This spring I completed the Master’s of Fine Arts program in the Photography department at the Academy of Art University. My thesis was entitled, “Uh-kyoo-myuh-ley-shuhn”:
When thinking about time, it is common to think of a line extending from the past through the present and into the future. Historians often write their books in this manner and photographers have always battled against time. By photographing along the water at night, the intensity of the lights, coupled with the accumulation of the passing boats, cars and planes during exceptionally long exposures defines the human space which then inversely defines the boundaries of the natural space. In addition, the qualities of night photography yield vibrant colors that show the landscape as unnatural, damaged, or contaminated against the gleaming bright architecture of the modern city. All but forgotten, the natural landscape between our constructed landscapes is what defines our quality of life now and into the future.
Sitting next to the camera unblinking — if that were possible — the photographer would not have an identical memory of the space as recorded by the camera. The photographer may have individual memories of each car that passed, or each plane, or each boat, but each of these memories is in isolation, not amassed into one compiled memory. However, the frame of a photograph has the power to accumulate the changes of a space through time and record the changes as a single, viewable event; resulting in a struggle between the past-present and past future of the picture frame. However, the water – a metaphor of the constant march of time – is solid, smooth and serene.

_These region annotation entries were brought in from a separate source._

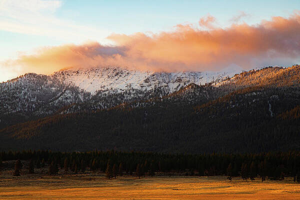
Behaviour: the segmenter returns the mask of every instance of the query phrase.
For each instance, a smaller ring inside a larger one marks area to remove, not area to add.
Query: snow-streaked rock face
[[[192,83],[198,85],[218,83],[241,72],[240,68],[236,68],[220,72],[157,72],[106,67],[62,70],[52,76],[92,94],[100,90],[122,92],[130,88],[149,90],[166,87],[173,92]]]

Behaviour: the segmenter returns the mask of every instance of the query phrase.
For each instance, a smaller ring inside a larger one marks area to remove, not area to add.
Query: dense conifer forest
[[[14,166],[7,160],[16,160]],[[27,160],[27,162],[26,162]],[[29,162],[28,162],[29,160]],[[123,175],[241,176],[248,180],[293,177],[300,182],[300,152],[260,154],[162,154],[93,151],[61,152],[48,150],[2,152],[0,169],[14,170],[14,176],[34,173],[46,168],[45,174],[74,174],[86,170],[106,173],[108,178]]]
[[[190,84],[170,94],[156,88],[130,100],[120,100],[124,94],[98,94],[46,116],[19,112],[30,120],[0,130],[0,150],[299,150],[300,74],[298,65],[266,68],[218,85]],[[100,99],[110,106],[97,108],[93,102]]]

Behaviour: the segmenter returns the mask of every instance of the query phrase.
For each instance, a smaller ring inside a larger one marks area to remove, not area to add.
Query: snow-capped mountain
[[[217,83],[242,71],[240,68],[235,68],[219,72],[157,72],[106,67],[61,70],[51,76],[93,94],[98,90],[120,92],[129,88],[144,90],[158,87],[174,92],[190,84]]]

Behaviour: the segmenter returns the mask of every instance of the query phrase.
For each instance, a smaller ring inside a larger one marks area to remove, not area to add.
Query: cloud
[[[216,18],[210,14],[206,16],[200,18],[199,20],[199,26],[209,29],[214,28],[214,23],[216,22]]]
[[[240,11],[240,14],[236,16],[234,16],[230,20],[230,21],[234,23],[238,23],[242,18],[250,16],[250,14],[245,13],[244,11]]]
[[[87,38],[101,40],[110,34],[104,28],[58,18],[55,12],[62,5],[58,0],[0,0],[0,30],[76,42]]]
[[[214,18],[200,20],[209,24]],[[299,61],[300,16],[273,17],[260,24],[234,24],[203,30],[178,24],[170,32],[113,34],[114,46],[96,42],[44,48],[32,55],[6,60],[24,72],[50,74],[66,67],[118,66],[154,71],[218,70],[232,64],[245,69]]]

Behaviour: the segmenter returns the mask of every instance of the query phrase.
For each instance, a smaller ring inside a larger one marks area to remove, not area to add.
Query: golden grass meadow
[[[108,180],[104,174],[2,176],[1,200],[297,200],[300,184],[256,178],[232,182],[226,176],[132,176]]]

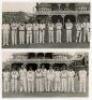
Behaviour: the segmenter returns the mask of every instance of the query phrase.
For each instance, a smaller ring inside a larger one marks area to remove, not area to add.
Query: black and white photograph
[[[3,48],[89,48],[90,3],[3,2]]]
[[[2,56],[3,98],[88,96],[88,52],[3,51]]]

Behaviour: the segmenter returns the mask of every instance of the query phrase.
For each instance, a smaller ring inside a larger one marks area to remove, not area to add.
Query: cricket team
[[[46,42],[46,36],[48,37],[49,43],[62,43],[62,34],[66,34],[66,42],[71,43],[73,42],[74,27],[76,29],[76,34],[74,34],[76,43],[90,42],[90,23],[88,19],[85,19],[83,22],[78,20],[76,24],[72,23],[70,19],[67,19],[65,25],[60,20],[56,24],[51,21],[48,24],[44,23],[44,21],[41,23],[37,21],[34,23],[28,22],[26,24],[17,22],[12,22],[11,24],[3,23],[3,46],[9,45],[10,40],[12,45],[44,44]],[[66,32],[63,31],[64,28]]]
[[[35,93],[35,92],[60,92],[60,93],[86,93],[88,72],[80,65],[78,71],[72,67],[46,69],[44,65],[38,66],[34,71],[32,66],[27,70],[24,65],[19,70],[3,70],[4,93]],[[76,78],[77,77],[77,78]],[[76,81],[77,79],[77,81]],[[76,86],[78,91],[76,90]]]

The ocean, constantly in motion, is both literal and metaphoric for our passage through time. The march of the waves is never ceasing, but constantly changing as the gravitational influences from the geometric relationships of the Earth, un and oon move water around the planet. This constant movement is responsible for many of the conditions for survival of life, for example, the redistribution of nutrients. Over eons, the motion of the waves, and water sources in general, are also responsible for moving mountains through erosion.